# Moving back to South Wales soon



## Squadrone Rosso

After 14 years in Warwickshire. Bought a new place in Jersey Marine. Move in 20th September. 

I'll be looking for a good dent man in the Swansea / Neath & Port Talbot area as our 500 has been door dinged this week

Any suggestions please?

Cheers,

Simon


----------



## suspal

ryton's going to miss you then


----------



## Squadrone Rosso

suspal said:


> ryton's going to miss you then


We'll miss it mate. 14 good years but aged family needs to come first


----------



## warren

welcome back dude.


----------



## warren

paint places, can tell you where not to go. good place in pontadawe mate just had his splittys vw done there.


----------



## gar1380

www.liquidpaintwork.co.uk


----------



## Squadrone Rosso

Can't get that site to open. Ideally looking for a good PDR man.

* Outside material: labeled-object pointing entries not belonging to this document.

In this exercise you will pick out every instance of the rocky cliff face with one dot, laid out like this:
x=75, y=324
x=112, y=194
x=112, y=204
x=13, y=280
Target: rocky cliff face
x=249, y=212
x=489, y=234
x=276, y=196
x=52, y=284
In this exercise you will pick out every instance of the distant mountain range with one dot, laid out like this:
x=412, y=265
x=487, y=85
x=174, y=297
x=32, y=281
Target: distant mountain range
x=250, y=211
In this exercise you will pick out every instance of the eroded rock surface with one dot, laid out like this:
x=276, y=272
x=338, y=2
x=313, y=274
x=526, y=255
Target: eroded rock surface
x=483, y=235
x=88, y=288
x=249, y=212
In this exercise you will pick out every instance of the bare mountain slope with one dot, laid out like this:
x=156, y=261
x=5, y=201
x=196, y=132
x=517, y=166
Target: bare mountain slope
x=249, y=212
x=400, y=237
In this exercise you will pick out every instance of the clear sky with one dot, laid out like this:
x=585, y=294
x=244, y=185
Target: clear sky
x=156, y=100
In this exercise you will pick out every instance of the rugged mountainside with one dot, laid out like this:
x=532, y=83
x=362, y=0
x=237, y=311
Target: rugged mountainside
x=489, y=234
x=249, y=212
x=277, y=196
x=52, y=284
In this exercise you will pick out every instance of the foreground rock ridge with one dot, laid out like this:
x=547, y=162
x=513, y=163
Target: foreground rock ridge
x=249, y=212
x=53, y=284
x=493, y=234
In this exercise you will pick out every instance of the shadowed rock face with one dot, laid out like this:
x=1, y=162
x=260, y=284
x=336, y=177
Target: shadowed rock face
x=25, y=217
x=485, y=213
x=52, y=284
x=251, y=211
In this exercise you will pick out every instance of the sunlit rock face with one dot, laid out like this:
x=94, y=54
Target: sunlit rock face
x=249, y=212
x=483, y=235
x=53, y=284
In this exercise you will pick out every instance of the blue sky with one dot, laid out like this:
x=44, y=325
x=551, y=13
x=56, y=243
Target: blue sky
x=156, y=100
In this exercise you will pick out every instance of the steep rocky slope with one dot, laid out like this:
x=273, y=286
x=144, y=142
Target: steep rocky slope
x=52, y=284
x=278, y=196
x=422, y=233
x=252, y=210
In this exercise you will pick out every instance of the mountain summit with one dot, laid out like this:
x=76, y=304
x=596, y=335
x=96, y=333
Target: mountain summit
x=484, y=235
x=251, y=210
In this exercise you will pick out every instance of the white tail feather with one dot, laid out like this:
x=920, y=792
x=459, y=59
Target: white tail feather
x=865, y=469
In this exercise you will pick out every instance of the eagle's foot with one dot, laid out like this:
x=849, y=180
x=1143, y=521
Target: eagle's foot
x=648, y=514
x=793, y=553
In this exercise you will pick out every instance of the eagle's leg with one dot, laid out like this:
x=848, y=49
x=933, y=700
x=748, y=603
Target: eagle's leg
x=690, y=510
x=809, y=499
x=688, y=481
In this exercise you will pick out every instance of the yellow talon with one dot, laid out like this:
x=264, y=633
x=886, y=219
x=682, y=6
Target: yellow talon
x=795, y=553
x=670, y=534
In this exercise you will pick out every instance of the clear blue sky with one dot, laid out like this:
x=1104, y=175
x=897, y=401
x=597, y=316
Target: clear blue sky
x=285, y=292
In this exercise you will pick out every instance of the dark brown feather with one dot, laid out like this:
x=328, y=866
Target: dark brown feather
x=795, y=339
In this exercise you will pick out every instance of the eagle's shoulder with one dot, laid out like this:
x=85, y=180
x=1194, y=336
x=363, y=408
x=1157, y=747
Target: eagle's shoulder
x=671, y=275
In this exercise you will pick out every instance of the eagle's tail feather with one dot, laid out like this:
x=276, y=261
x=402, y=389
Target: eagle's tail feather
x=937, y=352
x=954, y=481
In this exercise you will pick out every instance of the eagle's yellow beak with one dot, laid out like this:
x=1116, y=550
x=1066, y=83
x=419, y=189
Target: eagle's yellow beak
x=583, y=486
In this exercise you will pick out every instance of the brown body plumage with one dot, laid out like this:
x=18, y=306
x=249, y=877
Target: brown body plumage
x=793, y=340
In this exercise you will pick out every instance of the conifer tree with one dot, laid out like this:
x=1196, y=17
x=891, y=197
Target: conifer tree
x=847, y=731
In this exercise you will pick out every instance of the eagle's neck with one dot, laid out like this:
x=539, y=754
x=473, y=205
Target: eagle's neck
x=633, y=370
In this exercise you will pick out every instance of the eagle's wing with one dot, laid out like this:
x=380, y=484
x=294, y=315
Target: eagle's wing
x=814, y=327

I normally use Dentcraft in Sheldon. Might try to pop there before we head back...


----------



## littlejack

Welcome back mate....


----------



## warren

that's the one:thumb:


----------



## BM-Addict

I have used Craig Excelldent many times. He is very good.
He is mobile, based in Haverfordwest, and works across to Cardiff and maybe Newport.


----------



## BM-Addict

I have used Craig Excelldent many times. He is very good.
He is mobile, based in Haverfordwest, and works across to Cardiff and maybe Newport.
His number is 07968 542862.
Cheers

Roland


----------



## bazz

welcome back to south wales dude


----------



## Pugland53

Welcome back! I'm from Skewen so not far from you.


----------



## Squadrone Rosso

Thanks. T minus 19 days.....


----------



## Dan UAS

Great info on exceldent. I have been looking for a while for my black megane, especially since I machine polished, sealed and waxed it and can see every mark from space! I did use a guy in swansea who also does tinting and although it was a massive dent to start I think he could have done more with it. Will give these guys a ring this week


----------



## Squadrone Rosso

Good news, thanks.

Less than two weeks now. In laws called in today & it's very nearly complete


----------